The horn from a green 2007 Taurus with a dent on the passenger-side door snatched Tyeedah from her thoughts. The driver double-parked as Tyeedah walked toward the car and got in. The door was barely closed when she asked, “What took you so long?”
     “Traffic’s a bitch,” her brother said as a silver Honda Prelude slammed on its brakes to keep from ramming into the back of the Taurus. The driver of the Honda, an old Caucasian lady who resembled Betty White, leaned on the horn. Lil-Bro showed the irate “Senior Citizen Gone Wild” the finger and then he asked his sister, “Where to?” before pulling off.
     Tyeedah ignored Lil-Bro’s question, asking one of her own. “You got your pistol?”
     “Does Hugh Hefner have a lifetime supply of Viagra?”
     Taking shots at the oldest playboy in California and his playmateswas something they’d always done in the past. Nobody told a dirty joke better than Tyeedah. Lil-Bro, whose real name was Mark, smiled at his mediocre attempt at lightening the moment. Bereft of levity, Tyeedah failed to crack a smirk.
     Instead, Tyeedah answered her brother’s initial question. “We’re going to the Bronx.” After she and Unique had robbed the courier for the diamonds to pay blackmail money to Fat Tee, Tyeedah recalled Fat Tee mentioning where he had been staying because he didn’t want to stray far from his motel when he was going to meet the girls to get the diamonds. He was so eager to get his hands on the million dollars he demanded, Fat Tee had been careless. “We’re going to Bugley’s Inn. But I’m not sure where it is, except that it’s near the stadium.”

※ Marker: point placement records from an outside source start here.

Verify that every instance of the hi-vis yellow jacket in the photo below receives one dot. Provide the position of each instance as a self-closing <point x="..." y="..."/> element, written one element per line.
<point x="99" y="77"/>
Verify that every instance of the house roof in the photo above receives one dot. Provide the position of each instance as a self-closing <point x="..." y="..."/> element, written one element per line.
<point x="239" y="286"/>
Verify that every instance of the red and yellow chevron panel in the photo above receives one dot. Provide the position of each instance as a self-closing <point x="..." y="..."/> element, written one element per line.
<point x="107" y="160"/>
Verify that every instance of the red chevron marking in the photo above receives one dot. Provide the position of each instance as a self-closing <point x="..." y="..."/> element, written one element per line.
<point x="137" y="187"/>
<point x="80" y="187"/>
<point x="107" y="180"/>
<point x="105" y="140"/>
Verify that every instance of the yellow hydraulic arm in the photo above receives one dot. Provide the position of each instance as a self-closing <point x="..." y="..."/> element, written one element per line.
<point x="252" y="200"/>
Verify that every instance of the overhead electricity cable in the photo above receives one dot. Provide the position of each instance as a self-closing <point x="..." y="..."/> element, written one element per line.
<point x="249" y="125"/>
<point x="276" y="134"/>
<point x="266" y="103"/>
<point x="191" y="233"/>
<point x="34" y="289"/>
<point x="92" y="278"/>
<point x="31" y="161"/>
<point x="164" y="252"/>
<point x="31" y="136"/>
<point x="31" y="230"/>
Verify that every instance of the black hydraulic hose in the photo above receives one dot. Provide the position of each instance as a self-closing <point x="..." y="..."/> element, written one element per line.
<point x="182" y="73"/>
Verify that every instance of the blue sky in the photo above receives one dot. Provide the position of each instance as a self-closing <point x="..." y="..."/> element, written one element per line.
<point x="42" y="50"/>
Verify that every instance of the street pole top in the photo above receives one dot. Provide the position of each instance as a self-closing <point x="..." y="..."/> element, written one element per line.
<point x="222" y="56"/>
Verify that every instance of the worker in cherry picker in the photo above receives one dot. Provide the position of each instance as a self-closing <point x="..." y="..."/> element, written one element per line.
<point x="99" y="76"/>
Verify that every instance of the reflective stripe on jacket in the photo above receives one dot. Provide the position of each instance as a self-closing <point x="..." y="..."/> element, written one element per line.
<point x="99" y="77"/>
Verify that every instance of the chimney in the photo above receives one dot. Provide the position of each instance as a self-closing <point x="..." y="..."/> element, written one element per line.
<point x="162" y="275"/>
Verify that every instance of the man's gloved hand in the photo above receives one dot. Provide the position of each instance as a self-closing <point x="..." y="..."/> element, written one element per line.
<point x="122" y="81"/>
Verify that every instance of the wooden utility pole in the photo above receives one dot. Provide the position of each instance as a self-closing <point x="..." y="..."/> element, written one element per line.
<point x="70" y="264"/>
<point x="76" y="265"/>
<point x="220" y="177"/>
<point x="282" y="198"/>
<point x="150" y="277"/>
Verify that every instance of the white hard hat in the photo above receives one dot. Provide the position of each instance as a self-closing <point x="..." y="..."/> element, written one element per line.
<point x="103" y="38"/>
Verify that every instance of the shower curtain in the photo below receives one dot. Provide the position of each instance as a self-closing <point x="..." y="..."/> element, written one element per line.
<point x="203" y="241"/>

     Lil-Bro cut his eye at his sister. When Tyeedah had called him to pick her up from the hospital she didn’t give an explanation, nor was one asked or needed for that matter. Lil-Bro loved his older sister unconditionally, more than life itself, and would do anything for her.  After all he played a key role in  the heist, taking the diamond courier down so that the girls were able to the jewels.  He owed her that. When Tyeedah was fifteen and Mark ten, their mother OD’d on some bad dope. On the day their mother left this earth to go wherever it was that drug-shooting, bad parents went to when they passed away, Tyeedah promised her brother that she wouldn’t let the state of New York take them away. She didn’t care what she had to do, she wouldn’t allow anyone to come and split them up. She would do whatever was necessary. It wasn’t always pretty, but Tyeedah kept her promise. Lil-Bro loved her for it.
     Bugley’s Inn was a hostel near Yankee Stadium. It was mostly used by prostitutes to turn their hourly tricks and a sprinkling of crack and heroin distributors. Back in the day, Mark off and on fucked with a chick from that neighborhood, her brother used to brag about all the money he made out of Bugley’s Inn selling crack.
      Lil-Bro said, “I know where Bugley’s Inn is.”
     “Cool.” At least they wouldn’t have to waste time searching for a building. A bullet in the head of Fat Tee wouldn’t make Unique better, but it was a damn good start.